Chas Freedman is the most articulate champion I know of, of the wise use of American diplomacy to promote the above and other values that have characterized our country’s governance. Chas was Nixon’s interpreter during the President’s first trip to China in 1972. His three decades as a U.S. diplomat included Ambassadorship to Saudi Arabia during Operations Desert Shield and Desert Storm and a term as Assistant Secretary of Defense for International Security Affairs. The following challenge to the United States is taken from his latest book American’s Continuing Misadventures in the Middle East and was contained in his August 29, 2012 address to the American Foreign Service Association’s Adair Memorial Lecture at the American University School of International Service, Washington D. C. He enumerates the conditions for our continued (or restored) leadership of the liberal international order that has served us and the world so well. Chas concentrates more wisdom into fewer words than anyone I know:

“Americans believe that societies that respect the rule of law and rely upon democratic debate to make decisions are more prosperous, successful, and stable than those that do not. Recent efforts to impose our freedoms on others by force have reminded us that they can be spread only by our setting an example that others see as worthy of emulation. Freedom cannot be sustained if we ourselves violate its principles. This means that we must respect the right of others to make their own choices as long as these do not harm us. It also presupposes a contest of ideas. Our ideas will not prosper unless we maintain solidarity with others who value and also practice them.

“That is why a first priority of American diplomacy must now be to re-forge the unity of the Atlantic community behind the concept of the rule of law. This cannot be done unless we confront and correct our own lapses from the great traditions of our republic. To re-empower our diplomacy by inspiring others to look to our leadership, we much restore our respect for our Bill of Rights as well as our deference to the dignity of the individual both at home and abroad. Let me be specific.

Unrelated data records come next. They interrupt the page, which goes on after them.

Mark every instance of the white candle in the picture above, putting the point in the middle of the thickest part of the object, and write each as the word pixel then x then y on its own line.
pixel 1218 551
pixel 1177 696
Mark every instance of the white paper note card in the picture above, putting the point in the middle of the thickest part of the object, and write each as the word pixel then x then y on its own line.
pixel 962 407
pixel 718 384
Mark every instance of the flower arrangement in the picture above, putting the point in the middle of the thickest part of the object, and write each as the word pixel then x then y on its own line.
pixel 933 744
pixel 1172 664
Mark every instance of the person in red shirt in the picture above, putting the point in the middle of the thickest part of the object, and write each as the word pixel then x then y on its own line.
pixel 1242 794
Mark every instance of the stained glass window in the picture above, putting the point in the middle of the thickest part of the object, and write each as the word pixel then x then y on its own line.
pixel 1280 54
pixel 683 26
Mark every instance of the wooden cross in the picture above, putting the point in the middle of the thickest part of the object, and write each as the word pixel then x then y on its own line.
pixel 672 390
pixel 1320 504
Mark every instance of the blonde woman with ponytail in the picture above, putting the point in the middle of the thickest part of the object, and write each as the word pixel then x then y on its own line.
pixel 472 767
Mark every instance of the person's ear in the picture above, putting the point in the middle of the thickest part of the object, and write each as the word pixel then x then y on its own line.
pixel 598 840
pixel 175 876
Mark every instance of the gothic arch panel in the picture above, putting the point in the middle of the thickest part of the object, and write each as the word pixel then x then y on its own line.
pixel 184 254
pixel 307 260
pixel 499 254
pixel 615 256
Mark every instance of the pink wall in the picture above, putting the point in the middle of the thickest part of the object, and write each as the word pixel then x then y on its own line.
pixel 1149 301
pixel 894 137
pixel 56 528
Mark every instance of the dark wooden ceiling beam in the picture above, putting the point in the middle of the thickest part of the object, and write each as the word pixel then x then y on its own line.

“We must revive the Fourth Amendment’s ban of search and seizures of persons, houses, papers, and other personal effects without probable cause. No more ‘extraordinary rendition.’ No more universal electronic eavesdropping, warrantless seizure of paper and electronic records at the border, and intrusive inspection of anything and everything in the possession of passengers using public transportation.

“We must reinstate the Fifth Amendment’s protections against deprivation ‘of life, liberty, or property, without due process of law.’ No more suspension of habeas corpus or executive branch assertions of a right to detain or even kill people, including American citizens, without charge or trail.

“We must return to respect for the Sixth Amendment’s guarantee of the right of anyone accused of a crime to be informed of the charges and confronted with the witnesses against him and to be represented by a lawyer. No more ‘secret evidence.’

“We must reinstate the Eighth Amendment’s prohibition of ‘cruel and unusual punishments,’ including torture, and we must reaffirm our adherence to the several Geneva Conventions. We Americans can have no credibility as advocates for human rights if we do not practice what we preach.

“In short, the path to renewed effectiveness in American diplomacy lies not just in wise and dexterous statecraft and the professionalization of those who implement it abroad. It rests on the rebuilding of credibility through the rediscovery of the values that made our country great.”